The amendment blocking an extension to the transition period means that, should a trade deal not be agreed by 31 December 2020, there is the risk of a "no future economic partnership exit" under which the UK with the EU on WTO terms.
While many organisations have completed Brexit planning scenarios, it is now imperative to consider the current deal and how proposed changes will affect your business.
Why do we believe this?
A deal in principle has been agreed and whilst it is subject to ratification by both the UK and European Parliaments, it is expected to pass. There is also the matter of the Transition Period, which may prove too short for businesses to adequately prepare for the impacts of Brexit. Nevertheless, businesses and other stakeholders should take control and do what they can.
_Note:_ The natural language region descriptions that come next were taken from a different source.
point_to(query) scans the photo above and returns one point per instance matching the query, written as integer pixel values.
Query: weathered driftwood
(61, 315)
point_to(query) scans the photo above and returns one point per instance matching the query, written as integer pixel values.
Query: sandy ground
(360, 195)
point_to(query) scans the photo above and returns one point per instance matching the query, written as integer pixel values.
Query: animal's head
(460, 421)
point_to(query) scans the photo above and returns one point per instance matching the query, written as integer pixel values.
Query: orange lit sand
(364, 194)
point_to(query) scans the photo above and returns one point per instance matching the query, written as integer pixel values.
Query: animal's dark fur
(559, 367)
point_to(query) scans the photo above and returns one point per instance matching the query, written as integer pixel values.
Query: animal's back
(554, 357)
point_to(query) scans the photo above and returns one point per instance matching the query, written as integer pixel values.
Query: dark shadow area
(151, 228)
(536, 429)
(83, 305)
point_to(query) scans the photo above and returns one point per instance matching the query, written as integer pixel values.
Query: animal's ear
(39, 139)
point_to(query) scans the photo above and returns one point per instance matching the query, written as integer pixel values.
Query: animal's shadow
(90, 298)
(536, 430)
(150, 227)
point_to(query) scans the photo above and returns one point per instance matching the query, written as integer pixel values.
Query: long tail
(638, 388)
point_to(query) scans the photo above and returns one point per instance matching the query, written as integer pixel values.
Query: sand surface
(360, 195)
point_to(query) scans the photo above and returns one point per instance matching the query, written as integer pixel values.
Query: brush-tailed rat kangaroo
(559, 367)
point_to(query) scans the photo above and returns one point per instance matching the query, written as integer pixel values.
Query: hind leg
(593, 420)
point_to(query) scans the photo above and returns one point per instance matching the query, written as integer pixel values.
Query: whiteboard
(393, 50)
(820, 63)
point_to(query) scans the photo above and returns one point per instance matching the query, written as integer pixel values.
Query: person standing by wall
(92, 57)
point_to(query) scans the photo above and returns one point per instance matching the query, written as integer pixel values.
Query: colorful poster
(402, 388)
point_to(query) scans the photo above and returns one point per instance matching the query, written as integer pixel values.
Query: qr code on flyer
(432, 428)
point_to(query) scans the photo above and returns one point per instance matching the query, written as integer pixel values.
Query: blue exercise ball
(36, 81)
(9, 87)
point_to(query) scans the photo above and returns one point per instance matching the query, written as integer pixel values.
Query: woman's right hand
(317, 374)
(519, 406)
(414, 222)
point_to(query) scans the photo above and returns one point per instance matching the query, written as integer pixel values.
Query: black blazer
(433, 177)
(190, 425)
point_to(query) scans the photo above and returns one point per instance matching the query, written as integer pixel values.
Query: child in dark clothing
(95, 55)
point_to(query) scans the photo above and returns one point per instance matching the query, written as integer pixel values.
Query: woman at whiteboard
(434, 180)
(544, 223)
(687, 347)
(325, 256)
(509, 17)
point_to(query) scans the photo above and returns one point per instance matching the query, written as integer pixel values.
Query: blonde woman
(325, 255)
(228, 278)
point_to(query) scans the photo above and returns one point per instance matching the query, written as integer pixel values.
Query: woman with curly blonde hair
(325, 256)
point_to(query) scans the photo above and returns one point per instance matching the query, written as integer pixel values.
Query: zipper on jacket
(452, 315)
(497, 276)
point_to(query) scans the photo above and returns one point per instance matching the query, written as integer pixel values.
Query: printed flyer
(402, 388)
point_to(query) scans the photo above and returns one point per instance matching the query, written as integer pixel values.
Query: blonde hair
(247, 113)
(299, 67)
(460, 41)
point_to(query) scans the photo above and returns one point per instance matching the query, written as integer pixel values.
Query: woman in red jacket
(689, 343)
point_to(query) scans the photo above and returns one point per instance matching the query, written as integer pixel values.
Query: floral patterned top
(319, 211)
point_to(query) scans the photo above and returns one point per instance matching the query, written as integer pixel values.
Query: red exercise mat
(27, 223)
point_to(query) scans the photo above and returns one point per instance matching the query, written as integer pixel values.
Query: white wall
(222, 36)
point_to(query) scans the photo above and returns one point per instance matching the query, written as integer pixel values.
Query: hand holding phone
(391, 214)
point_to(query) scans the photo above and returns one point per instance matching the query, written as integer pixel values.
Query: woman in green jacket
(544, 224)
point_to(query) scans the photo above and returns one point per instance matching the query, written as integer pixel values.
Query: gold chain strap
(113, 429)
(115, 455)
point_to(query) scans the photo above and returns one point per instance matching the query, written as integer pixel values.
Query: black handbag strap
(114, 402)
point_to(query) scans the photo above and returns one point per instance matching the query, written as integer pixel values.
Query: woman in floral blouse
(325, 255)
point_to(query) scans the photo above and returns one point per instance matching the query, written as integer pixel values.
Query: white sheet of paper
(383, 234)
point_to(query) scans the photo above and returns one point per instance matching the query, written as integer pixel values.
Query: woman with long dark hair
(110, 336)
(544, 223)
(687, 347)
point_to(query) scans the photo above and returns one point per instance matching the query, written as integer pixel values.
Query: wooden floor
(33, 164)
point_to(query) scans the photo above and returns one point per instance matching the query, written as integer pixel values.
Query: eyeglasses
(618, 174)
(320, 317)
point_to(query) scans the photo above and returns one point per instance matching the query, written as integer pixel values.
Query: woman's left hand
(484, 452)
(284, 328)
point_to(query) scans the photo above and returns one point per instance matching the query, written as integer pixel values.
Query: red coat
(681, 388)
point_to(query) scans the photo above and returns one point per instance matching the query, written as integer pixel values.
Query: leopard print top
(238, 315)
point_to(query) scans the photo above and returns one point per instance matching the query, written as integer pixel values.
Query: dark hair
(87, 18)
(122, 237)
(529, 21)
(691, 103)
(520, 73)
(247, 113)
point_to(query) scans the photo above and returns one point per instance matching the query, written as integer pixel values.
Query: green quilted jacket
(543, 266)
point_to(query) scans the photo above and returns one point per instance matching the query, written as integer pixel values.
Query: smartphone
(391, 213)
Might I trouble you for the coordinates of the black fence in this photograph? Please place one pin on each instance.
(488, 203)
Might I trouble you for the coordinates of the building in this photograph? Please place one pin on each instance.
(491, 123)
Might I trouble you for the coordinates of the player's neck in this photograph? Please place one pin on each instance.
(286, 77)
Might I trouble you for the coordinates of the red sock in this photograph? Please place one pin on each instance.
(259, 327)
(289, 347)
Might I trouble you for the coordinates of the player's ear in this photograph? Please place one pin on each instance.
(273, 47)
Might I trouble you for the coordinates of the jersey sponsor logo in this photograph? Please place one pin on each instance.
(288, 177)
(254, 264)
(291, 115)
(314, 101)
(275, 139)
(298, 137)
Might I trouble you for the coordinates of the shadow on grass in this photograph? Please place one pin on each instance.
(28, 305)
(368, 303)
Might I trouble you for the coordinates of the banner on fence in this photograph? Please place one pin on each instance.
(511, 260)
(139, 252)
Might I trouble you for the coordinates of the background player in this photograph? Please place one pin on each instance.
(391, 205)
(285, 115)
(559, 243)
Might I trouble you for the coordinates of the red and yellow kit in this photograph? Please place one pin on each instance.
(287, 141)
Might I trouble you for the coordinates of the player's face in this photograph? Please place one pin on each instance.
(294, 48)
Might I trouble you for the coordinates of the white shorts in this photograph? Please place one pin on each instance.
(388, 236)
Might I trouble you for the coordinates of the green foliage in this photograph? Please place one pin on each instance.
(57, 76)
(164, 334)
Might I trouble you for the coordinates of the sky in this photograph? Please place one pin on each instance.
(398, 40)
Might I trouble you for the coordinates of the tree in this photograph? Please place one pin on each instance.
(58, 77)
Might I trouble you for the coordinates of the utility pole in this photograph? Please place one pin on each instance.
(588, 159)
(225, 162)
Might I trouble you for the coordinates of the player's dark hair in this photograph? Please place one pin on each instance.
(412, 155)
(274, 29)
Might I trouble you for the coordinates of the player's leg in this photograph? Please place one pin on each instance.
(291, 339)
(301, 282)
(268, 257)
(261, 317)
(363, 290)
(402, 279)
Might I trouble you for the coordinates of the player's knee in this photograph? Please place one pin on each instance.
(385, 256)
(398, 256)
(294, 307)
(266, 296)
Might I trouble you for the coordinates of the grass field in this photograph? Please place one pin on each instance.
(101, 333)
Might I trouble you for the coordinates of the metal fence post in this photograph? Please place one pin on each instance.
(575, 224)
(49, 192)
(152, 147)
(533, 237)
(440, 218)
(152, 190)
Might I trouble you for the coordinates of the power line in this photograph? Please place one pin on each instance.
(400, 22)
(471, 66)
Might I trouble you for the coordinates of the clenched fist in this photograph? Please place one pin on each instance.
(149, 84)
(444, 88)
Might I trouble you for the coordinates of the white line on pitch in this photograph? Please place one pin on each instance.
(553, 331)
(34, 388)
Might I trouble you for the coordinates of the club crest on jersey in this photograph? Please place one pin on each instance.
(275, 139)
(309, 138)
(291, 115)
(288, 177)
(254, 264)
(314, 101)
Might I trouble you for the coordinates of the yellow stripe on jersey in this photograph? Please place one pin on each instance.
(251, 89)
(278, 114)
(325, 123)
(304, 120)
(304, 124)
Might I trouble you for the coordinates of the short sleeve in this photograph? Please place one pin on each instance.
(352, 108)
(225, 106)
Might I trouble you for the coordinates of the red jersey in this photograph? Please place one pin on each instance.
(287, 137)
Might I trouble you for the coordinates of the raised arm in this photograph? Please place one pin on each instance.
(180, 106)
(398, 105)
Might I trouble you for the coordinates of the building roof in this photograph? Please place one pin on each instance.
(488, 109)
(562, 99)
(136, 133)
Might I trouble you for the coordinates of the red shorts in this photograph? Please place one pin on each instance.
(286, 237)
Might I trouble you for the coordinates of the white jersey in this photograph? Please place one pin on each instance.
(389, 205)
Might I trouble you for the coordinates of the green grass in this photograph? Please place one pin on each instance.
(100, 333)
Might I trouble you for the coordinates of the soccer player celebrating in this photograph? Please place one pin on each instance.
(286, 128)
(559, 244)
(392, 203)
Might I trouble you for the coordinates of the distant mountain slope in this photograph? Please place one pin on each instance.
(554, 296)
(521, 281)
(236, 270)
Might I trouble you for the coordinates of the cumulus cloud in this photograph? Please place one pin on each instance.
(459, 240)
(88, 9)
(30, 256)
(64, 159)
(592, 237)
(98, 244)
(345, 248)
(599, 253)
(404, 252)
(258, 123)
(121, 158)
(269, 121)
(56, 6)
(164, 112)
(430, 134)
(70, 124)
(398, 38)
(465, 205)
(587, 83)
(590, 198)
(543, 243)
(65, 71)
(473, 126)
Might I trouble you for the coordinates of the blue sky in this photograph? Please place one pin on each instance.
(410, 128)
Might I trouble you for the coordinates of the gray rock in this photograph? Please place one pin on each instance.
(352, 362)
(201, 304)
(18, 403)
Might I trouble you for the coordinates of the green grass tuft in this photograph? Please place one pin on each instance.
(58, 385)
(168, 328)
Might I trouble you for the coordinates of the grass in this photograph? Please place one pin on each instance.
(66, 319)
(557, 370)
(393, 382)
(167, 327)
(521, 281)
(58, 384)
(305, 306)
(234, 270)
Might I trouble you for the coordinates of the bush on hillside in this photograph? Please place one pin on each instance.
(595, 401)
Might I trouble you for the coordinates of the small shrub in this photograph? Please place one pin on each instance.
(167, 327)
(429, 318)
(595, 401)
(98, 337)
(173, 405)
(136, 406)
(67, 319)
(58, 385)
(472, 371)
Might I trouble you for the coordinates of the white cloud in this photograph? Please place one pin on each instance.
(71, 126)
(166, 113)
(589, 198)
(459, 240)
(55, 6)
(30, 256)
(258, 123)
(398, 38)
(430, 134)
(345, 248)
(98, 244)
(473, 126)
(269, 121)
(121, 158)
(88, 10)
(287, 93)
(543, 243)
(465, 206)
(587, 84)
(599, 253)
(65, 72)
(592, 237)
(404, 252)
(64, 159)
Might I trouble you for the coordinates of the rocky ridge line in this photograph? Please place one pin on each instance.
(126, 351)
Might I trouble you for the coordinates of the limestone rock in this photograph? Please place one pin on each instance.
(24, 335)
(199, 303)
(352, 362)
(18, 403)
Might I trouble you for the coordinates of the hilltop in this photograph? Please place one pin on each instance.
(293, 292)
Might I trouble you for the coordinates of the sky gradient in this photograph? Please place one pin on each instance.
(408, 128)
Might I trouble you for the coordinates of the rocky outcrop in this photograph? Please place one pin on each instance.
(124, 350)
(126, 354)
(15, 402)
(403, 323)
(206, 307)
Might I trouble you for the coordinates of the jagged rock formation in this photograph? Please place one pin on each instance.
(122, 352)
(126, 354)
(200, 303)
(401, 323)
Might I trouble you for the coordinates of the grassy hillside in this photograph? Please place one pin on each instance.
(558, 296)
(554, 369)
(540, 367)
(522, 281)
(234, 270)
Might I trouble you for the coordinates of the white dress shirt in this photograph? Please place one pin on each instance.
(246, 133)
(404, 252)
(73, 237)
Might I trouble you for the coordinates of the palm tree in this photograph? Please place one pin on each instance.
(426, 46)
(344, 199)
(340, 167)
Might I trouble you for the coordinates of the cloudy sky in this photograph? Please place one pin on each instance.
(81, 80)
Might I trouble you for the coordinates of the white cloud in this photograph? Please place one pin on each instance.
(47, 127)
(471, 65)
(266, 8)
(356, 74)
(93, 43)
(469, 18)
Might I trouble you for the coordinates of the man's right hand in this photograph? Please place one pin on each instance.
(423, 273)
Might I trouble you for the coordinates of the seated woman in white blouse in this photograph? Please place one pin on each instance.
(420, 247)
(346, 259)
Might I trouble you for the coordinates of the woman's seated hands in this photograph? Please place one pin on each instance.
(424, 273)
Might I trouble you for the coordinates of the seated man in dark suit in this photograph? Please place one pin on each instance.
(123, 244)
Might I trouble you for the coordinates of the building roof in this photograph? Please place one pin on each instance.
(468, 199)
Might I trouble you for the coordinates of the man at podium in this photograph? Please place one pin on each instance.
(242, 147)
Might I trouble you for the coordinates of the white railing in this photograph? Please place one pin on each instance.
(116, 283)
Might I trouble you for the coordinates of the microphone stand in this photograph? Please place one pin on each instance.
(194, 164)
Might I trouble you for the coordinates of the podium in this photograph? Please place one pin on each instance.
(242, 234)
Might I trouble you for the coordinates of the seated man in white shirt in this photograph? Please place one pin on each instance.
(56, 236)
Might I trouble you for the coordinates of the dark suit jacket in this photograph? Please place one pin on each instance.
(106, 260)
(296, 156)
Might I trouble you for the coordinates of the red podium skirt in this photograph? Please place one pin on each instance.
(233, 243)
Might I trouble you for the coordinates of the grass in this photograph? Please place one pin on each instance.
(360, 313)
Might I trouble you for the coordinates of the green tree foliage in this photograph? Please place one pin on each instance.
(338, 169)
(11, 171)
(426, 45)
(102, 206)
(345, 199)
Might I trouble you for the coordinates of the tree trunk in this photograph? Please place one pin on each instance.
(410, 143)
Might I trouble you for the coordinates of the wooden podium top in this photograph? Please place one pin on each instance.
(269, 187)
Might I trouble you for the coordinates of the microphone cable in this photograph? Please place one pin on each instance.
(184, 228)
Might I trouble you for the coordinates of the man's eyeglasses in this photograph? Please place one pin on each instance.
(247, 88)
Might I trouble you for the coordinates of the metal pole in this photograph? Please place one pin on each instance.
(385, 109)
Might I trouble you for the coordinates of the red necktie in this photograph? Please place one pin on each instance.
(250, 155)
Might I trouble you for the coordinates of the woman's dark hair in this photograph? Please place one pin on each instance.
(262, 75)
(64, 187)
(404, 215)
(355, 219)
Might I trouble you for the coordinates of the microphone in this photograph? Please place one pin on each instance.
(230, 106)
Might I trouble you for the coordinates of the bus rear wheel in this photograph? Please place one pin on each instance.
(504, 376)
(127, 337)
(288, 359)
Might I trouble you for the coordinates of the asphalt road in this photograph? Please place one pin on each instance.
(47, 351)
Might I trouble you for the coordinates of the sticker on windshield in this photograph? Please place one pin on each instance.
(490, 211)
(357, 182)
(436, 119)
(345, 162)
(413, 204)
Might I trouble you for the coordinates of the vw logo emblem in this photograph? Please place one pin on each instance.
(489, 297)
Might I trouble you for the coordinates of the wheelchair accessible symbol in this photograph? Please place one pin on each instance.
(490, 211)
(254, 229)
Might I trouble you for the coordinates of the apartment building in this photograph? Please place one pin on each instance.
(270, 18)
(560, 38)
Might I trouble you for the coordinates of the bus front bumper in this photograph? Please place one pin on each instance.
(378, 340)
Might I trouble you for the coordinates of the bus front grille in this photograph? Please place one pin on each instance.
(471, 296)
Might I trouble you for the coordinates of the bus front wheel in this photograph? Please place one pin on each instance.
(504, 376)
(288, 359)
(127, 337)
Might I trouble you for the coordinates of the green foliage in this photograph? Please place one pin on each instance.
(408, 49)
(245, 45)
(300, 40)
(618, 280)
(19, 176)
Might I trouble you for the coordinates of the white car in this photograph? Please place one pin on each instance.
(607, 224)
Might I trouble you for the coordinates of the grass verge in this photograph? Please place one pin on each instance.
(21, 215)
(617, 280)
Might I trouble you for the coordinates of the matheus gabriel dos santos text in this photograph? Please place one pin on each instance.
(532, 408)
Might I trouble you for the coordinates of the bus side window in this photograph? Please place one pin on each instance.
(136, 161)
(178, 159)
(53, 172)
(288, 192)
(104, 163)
What are the implications for business?
We advise businesses to consider the detail of the Withdrawal Agreement Bill and, if relevant, how to address the proposed changes it contains as well as the broader consequences brought by the end of the transitional period. The changes will have potentially far-reaching implications for businesses, which we will be exploring over the coming weeks.
Businesses should also keep a firm eye on exchange rate fluctuations. These may continue to fluctuate pending speculation on the terms of any free-trade negotiation that may crystalise.